After sounding the alarm, Borenstein accused the government-run CalPERS of attempting to “fatten” pensions for new public employees while “eroding” the billions in tax dollar savings that the new law, crafted by Brown, was intended to create.

At the heart of Borenstein’s accusation is an interpretation of the law, made by the fund’s  “labor-dominated board,” to factor in pay premiums that some employees receive in addition to their base pay rates. This was too much for Borenstein, who charged CalPERS with defying the letter of the law for new hires and of operating “in a parallel universe.” If Borenstein were a banker, he’d be telling us that our savings accounts should only earn a fixed interest based on predetermined monthly deposits – regardless of whatever additional funds we may contribute.
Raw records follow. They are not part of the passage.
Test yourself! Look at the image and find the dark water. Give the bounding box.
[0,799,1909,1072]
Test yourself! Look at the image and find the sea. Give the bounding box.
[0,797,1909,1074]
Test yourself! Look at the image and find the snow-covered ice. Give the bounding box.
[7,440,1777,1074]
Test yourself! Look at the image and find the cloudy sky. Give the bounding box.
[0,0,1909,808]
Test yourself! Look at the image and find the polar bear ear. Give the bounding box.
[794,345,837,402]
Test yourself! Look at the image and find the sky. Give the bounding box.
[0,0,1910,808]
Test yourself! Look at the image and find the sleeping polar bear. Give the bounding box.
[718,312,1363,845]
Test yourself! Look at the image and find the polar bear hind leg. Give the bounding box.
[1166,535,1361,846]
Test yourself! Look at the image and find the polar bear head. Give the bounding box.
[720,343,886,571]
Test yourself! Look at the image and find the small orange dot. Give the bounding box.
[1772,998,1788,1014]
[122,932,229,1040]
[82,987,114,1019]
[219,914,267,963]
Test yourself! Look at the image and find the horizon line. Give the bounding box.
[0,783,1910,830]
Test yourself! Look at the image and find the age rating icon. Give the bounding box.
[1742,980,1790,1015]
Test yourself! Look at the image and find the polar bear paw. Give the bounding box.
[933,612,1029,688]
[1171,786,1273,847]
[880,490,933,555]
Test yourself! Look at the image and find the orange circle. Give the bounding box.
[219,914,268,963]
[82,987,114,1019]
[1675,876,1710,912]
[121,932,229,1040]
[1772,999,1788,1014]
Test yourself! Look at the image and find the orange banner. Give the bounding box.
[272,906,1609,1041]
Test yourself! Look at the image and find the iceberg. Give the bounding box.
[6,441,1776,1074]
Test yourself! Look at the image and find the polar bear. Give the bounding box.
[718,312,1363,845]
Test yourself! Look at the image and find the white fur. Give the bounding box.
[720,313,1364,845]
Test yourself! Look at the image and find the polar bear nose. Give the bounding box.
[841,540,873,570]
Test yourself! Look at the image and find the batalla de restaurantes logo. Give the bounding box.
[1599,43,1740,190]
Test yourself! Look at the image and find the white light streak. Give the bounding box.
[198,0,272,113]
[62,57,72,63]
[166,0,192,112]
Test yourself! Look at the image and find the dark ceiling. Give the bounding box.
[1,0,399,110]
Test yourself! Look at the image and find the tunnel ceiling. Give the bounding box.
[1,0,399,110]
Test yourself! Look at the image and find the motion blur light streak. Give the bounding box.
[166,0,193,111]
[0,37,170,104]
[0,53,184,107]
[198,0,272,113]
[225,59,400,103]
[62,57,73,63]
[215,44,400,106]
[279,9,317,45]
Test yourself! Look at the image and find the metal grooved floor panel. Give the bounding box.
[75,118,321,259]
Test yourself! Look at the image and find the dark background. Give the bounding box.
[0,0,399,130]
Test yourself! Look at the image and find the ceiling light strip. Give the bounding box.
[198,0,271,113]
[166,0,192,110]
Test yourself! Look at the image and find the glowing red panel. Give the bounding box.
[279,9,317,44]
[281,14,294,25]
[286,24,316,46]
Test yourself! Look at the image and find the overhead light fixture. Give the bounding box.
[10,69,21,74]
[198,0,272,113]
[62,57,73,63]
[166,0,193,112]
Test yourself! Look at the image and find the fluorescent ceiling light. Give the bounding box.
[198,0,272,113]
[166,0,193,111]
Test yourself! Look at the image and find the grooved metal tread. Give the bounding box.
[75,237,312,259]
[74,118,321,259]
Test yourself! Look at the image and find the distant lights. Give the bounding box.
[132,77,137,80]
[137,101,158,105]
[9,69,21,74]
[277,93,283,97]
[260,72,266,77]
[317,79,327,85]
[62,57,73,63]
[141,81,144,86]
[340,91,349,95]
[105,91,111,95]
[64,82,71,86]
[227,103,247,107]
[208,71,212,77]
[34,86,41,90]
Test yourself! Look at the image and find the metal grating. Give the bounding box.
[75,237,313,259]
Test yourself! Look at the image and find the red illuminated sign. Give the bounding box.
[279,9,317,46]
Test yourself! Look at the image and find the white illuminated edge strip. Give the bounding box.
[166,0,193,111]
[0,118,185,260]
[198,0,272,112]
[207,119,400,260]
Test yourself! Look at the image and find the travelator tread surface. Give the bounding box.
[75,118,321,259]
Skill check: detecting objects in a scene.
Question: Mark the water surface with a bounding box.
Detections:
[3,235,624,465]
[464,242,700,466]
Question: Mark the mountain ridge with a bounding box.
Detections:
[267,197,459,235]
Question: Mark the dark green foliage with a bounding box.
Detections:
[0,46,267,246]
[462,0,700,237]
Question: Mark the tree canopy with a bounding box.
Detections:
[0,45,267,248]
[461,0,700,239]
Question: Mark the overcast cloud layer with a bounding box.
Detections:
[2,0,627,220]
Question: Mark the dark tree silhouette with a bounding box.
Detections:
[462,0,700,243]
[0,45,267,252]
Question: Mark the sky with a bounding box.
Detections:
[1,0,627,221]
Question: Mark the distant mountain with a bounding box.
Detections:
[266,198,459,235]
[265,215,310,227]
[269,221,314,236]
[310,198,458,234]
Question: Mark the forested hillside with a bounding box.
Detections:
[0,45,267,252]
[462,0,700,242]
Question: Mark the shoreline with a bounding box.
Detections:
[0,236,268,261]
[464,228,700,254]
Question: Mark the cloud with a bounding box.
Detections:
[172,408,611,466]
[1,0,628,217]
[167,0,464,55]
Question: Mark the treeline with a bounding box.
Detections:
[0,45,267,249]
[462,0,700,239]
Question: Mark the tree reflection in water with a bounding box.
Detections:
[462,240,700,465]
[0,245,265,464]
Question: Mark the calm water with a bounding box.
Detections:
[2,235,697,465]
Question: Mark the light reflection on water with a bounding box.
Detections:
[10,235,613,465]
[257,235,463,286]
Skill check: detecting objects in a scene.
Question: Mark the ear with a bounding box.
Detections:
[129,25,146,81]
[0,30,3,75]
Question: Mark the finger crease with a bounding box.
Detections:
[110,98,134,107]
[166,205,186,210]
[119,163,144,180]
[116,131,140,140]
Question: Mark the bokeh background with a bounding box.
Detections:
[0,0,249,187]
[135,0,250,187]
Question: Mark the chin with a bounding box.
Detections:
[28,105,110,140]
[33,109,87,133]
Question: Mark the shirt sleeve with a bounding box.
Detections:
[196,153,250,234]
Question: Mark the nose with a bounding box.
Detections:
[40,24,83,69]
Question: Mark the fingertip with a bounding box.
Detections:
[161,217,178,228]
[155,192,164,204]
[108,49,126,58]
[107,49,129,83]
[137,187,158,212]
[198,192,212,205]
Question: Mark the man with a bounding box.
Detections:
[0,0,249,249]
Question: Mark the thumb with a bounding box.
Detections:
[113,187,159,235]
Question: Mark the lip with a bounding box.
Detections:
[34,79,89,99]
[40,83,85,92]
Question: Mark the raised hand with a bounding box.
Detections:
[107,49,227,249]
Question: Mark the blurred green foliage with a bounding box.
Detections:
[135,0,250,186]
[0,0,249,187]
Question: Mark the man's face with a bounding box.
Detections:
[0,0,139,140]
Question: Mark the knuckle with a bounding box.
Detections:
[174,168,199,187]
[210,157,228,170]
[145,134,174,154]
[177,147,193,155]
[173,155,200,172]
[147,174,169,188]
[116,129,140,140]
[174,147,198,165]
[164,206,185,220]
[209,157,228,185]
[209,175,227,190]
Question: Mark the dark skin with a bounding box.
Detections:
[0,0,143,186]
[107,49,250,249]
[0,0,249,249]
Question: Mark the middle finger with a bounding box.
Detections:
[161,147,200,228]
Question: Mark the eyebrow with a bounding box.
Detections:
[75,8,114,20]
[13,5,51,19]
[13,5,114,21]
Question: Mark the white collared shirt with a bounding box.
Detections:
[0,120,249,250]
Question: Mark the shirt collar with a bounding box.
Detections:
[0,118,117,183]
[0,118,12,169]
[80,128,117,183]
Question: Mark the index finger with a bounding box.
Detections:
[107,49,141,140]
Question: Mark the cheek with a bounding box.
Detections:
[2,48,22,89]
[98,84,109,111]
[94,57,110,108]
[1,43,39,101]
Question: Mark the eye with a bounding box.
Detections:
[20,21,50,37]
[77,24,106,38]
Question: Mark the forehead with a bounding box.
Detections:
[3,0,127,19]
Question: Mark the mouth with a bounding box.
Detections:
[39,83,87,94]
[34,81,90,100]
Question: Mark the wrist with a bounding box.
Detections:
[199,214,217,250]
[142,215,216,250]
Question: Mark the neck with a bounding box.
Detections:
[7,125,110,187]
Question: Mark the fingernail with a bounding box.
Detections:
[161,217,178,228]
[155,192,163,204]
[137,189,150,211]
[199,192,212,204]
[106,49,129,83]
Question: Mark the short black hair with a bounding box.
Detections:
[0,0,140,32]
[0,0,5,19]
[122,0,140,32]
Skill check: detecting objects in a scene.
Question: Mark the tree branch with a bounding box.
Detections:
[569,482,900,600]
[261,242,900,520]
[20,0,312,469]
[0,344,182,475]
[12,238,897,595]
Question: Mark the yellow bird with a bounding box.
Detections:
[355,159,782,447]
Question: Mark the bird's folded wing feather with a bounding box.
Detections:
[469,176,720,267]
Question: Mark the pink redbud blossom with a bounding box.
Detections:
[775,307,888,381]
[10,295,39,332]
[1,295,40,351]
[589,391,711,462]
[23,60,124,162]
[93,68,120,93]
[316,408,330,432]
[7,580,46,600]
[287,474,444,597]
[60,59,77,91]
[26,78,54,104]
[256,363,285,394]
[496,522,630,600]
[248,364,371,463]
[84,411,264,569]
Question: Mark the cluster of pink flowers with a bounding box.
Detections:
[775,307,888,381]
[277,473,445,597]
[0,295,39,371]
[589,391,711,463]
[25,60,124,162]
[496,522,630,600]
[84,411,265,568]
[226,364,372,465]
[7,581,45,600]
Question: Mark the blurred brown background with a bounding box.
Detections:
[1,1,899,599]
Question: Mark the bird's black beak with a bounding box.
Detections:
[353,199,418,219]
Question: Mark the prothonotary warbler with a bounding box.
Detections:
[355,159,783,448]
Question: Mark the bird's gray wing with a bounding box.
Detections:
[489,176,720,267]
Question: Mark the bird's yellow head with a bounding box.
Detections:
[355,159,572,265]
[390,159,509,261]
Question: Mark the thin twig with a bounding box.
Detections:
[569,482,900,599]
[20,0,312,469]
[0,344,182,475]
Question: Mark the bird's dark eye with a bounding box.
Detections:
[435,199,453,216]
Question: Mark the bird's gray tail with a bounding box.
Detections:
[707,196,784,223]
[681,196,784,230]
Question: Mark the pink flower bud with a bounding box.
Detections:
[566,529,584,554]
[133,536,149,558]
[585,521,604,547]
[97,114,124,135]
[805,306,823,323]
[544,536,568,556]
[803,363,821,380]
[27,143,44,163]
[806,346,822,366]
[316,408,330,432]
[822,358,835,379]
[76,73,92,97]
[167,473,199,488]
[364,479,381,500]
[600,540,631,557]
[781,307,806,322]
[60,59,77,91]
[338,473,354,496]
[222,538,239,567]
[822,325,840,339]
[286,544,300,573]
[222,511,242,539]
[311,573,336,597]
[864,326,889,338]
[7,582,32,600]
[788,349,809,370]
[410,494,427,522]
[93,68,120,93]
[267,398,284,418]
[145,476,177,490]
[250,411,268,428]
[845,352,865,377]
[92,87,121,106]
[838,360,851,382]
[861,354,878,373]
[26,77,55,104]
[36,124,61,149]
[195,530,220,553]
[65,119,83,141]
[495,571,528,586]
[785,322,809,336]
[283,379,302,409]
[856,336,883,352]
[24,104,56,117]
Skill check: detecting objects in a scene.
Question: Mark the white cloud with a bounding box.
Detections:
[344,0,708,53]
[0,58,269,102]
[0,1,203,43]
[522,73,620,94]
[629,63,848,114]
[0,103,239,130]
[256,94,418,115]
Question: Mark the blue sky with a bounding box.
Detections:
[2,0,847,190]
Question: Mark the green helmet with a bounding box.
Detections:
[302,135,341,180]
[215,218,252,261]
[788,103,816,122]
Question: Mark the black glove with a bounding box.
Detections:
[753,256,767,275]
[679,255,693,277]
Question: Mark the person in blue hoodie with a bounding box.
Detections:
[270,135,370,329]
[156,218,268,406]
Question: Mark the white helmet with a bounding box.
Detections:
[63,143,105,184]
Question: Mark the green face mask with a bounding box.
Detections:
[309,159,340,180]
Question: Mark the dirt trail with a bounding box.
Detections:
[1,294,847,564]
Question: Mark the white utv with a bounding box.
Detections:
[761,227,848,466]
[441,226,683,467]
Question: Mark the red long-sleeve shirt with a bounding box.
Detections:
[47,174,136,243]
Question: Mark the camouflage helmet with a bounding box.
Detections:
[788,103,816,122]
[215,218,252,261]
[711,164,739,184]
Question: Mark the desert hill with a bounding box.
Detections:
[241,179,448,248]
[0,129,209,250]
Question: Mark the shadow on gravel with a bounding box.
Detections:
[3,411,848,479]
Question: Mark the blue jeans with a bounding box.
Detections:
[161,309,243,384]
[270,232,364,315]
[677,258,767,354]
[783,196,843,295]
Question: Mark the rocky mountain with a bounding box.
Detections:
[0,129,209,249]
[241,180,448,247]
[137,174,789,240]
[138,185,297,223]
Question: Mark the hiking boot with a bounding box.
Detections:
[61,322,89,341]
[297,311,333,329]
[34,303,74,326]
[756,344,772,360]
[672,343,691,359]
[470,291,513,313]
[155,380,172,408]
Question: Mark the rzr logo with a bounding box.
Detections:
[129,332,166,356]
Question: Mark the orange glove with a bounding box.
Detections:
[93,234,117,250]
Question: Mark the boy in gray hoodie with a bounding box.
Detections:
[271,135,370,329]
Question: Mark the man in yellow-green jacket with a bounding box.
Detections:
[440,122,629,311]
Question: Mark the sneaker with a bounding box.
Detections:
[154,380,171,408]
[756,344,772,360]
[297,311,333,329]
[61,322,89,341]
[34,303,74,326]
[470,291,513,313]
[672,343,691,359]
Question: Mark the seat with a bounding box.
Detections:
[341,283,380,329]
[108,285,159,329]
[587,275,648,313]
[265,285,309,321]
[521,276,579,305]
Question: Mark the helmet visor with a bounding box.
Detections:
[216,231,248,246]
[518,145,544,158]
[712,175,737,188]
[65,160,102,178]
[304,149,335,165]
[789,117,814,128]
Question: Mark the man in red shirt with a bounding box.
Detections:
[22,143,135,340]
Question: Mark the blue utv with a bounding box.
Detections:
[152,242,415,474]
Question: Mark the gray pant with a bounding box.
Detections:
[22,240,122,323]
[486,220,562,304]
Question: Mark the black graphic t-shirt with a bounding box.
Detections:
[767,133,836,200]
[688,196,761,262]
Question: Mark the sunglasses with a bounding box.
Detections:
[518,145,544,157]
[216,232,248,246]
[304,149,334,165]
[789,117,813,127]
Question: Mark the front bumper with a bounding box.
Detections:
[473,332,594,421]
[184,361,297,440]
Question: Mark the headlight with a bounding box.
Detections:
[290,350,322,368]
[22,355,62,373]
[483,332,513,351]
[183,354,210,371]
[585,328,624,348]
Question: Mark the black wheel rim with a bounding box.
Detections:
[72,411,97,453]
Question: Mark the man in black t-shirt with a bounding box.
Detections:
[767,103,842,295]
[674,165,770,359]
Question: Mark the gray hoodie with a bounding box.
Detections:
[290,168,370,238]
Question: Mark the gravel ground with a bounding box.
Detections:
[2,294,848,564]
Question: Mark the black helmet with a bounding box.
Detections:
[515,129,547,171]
His column dripped with sarcasm, mocking the idea that police officers should be paid extra for taking training classes or taking on DUI-monitoring duties. Then came this sly call to arms:

“But, absent a protest from the governor or key legislators, or a lawsuit, it seems unlikely that CalPERS will reverse course.” Yoo-hoo! Anyone out there ready to protest this outrage or file a lawsuit?

Borenstein got his response soon enough – from CalPERS. A statement issued by the fund the next day (a Saturday) accused him of allowing his ideology to get the better of his judgment – and to trump the facts:

“What he neglects to tell readers – a fact which CalPERS explicitly shared with him during multiple attempts to try to help him get the facts straight, which he nevertheless failed to do – is that during the legislative process, CalPERS worked with the legislative committee consultants to answer their questions and enable them to write the bill according to their intent.”

Borenstein is no fool when it comes to understanding the intricacies of government and finance, but CalPERS convincingly called him out for disregarding the facts surrounding the fund’s interpretation. That public service workers must  be compensated for their labor isn’t a concept that should strike Californians as strange or extravagant.  It is the definition of fair play and cannot be washed away by rhetoric.